New technologies open up new perspectives. In the future, people will be able to work at home with all the amenities they have at the office, for example, and managers will be able to monitor robots on production lines from their desks. And those are only two examples from the always-on society. These applications require broadband connections—in other words, transmission capacities of more than 200 kbit/s, as are offered by the Digital Subscriber Line (DSL), cable modems or satellite links.
The number of broadband users worldwide has risen from 100,000 in 1996 to 98.8 million at the end of 2003, and this trend is set to continue. In a report entitled Broadband Worldwide 2004, market researchers at the New York-based company eMarketer Inc. predict that about 246 million private and commercial customers will be using broadband access by 2007. The U.S. and Japan are the largest broadband markets today, with 27.6 million and 12.1 million customers respectively (Status: August 2003). DSL is the global leader: By the end of 2004 the number of DSL users is expected to rise to 86.5 million, increasing to 156.7 million by 2007. Second place is occupied by the cable modem, which has many users in the U.S., Canada, Belgium and the Netherlands; though only in the U.S. do modem users outnumber DSL customers. In Japan there were already 1.14 million high-speed fiber-to-the-home connections in March 2004—double the number for 2003.
Increasingly, complex data services can also be used on the move. Although Third Generation (3G) networks are establishing themselves more slowly than expected, technologies such as General Packet Radio Service (GPRS) are on the increase. Forrester Research expects that GPRS will be standard for cell phones in Europe as early as 2005 and will be used by about 72 % of cell phone owners. By 2008, 60 % of all cell phone users are expected to be using mobile Internet services regularly. "From a technical viewpoint, the future looks rosy. But the operators have to ask themselves which services work best via cell phone," says Michelle de Lussanet, a Senior Analyst at Forrester in Amsterdam. "Consumer behavior is not changing as fast as the range of possible applications." She expects that by 2008 about 28 % of all mobile devices will correspond to the 3G standard and smooth the way for services such as video via cell phone.

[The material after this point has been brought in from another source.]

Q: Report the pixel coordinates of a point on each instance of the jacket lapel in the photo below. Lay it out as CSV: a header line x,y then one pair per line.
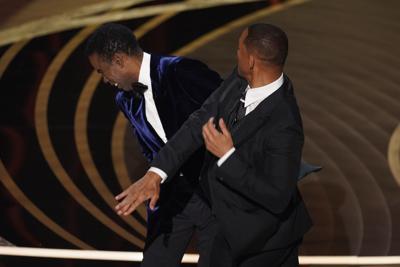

Companies are also seeing an increasing number of advantages in the always-on society. For example, production data can now be evaluated in real time, and that makes it possible to reduce stock inventories and track orders more effectively. Data exchange also enables applications including remote maintenance of plants and machines. Ethernet, the IT standard for offices, is gaining in importance as a transmission medium. And the Industrial Ethernet variant, which has been modified to meet the needs of industrial companies, is being increasingly used in production instead of proprietary solutions. Among other things, this makes it easier to transmit data between production sites and administrative offices.
Most Ethernet versions support the TCP/IP Internet protocol, so production plants can also be accessed via the Internet. "In a factory that’s networked using Ethernet, nearly every worker can observe all the machines operating in a production line," explains Harry Forbes, an analyst at the ARC Advisory Group, which is based in Massachusetts. Although reality still hasn’t quite caught up with this scenario, ARC predicts that by 2007 about 6.06 million Industrial Ethernet nodes will be in use, compared to only 287,000 in 2002. Siemens alone has installed about 550,000 Industrial Ethernet nodes in its automation systems, says Günter Baumann, Marketing Services Manager in the Automation and Drives Group at Siemens.
But Ethernet still isn’t adequate for time-critical tasks. One example is motion control applications, where integration of a machine’s different drives is controlled with software (see ? WLAN and Ethernet). Here, the drives must exchange data rapidly and at precisely defined time intervals. For this task, industrial Ethernet must display "deterministic behavior." But Ethernet-based reaction times are still 20 to 50 times slower than motion control requires—and they’re not deterministic, says Baumann. In the future, additional protocols like Isochronous Real-time Ethernet (IRT) will make Industrial Ethernet real-time-capable. Siemens is planning to introduce the first IRT products in late 2004.